The script also looks for an existing plan comment on the PR and updates it in place rather than posting a new one every time. Without this, every push to the PR branch leaves another comment behind, and after a few iterations the conversation tab is unreadable.
Finally, the last step re-fails the job if the plan exit code was non-zero.

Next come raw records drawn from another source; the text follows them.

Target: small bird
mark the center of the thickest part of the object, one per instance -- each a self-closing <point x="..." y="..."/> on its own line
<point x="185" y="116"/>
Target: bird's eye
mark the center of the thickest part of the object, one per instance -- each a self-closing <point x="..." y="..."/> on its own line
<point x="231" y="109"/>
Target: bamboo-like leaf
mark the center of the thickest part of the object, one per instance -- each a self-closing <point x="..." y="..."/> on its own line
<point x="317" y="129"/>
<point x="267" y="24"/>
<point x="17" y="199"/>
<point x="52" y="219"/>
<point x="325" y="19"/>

This is what makes the branch protection rule actually useful, because a failed plan should block the merge regardless of what the comment says.
What the comment looks like
When the workflow runs, the reviewer gets a comment on the PR that looks roughly like this:
### Terraform Plan ✅ Success
Plan: 1 to add, 2 to change, 1 to destroy
#### Resources
azurerm_storage_account.logs will be created
azurerm_key_vault.platform will be updated in-place
azurerm_log_analytics_workspace.platform will be updated in-place
azurerm_storage_account.legacy_logs will be destroyed
▼ Show full plan
Terraform will perform the following actions:
# azurerm_storage_account.logs will be created
+ resource "azurerm_storage_account" "logs" {
+ access_tier = "Hot"
+ account_kind = "StorageV2"
...
}
Plan: 1 to add, 2 to change, 1 to destroy.

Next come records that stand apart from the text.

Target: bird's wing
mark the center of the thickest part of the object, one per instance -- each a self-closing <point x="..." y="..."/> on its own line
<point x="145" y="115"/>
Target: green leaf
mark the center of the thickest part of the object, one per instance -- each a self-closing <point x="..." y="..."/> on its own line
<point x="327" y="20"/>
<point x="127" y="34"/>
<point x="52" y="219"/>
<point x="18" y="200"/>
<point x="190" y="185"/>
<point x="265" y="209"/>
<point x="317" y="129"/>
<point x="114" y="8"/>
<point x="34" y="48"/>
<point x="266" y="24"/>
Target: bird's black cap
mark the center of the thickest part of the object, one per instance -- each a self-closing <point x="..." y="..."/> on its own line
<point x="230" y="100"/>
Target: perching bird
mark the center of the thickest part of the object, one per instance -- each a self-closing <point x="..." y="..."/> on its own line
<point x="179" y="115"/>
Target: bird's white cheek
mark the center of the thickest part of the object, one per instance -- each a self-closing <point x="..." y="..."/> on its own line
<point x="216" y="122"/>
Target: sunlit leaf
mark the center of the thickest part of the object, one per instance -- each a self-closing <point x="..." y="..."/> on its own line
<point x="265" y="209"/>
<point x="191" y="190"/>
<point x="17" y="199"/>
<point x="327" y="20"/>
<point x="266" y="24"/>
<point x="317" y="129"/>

Pushed by: @cookjames, Workflow: Terraform Plan
It is not flashy, but it is exactly what you need during a review. The summary at the top tells the reviewer what is being touched and, crucially, what is being destroyed, before they even decide whether to open the full plan. If everything looks expected they can approve in seconds. If something looks wrong, the full plan is one click away.
Adding the apply workflow
The plan workflow is only half of the story. Once the PR is merged, you usually want a separate workflow to run terraform apply against the same state. That workflow lives in a separate file, triggers on push to main, and uses the second federated credential we set up earlier.
I am not going to walk through the full apply workflow here because it is largely the same shape as the plan one, minus the comment posting and with terraform apply -auto-approve tfplan at the end. The important bit is that both workflows authenticate the same way, and both use the same remote state, so the plan you reviewed in the PR is the plan that gets applied.

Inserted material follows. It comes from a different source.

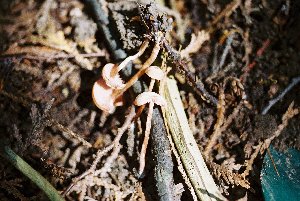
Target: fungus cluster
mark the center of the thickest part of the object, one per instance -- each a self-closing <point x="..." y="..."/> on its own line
<point x="108" y="91"/>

If you want belt-and-braces, you can also upload the tfplan file from the PR run as an artifact, then download it in the apply run and apply that exact file. That guarantees the applied changes are bit-for-bit identical to what the reviewer saw, which removes the small risk of drift between the time the PR was approved and the time it was merged.
Wrapping Up
A plan in a PR comment is one of those small workflow improvements that has a disproportionate impact on the quality of your reviews. It removes the trust gap between the author and the reviewer, it gives you a record of what was about to be applied at the point of merge, and it forces the conversation about destructive changes to happen before they happen rather than after.
The pattern we built here is not the only way to do this, and there are some excellent third-party actions that wrap up the same behaviour into a single step if you would rather not maintain the script yourself. But knowing how the underlying pieces fit together is worth doing at least once, because the moment something breaks, you will be glad you did not treat it as a black box.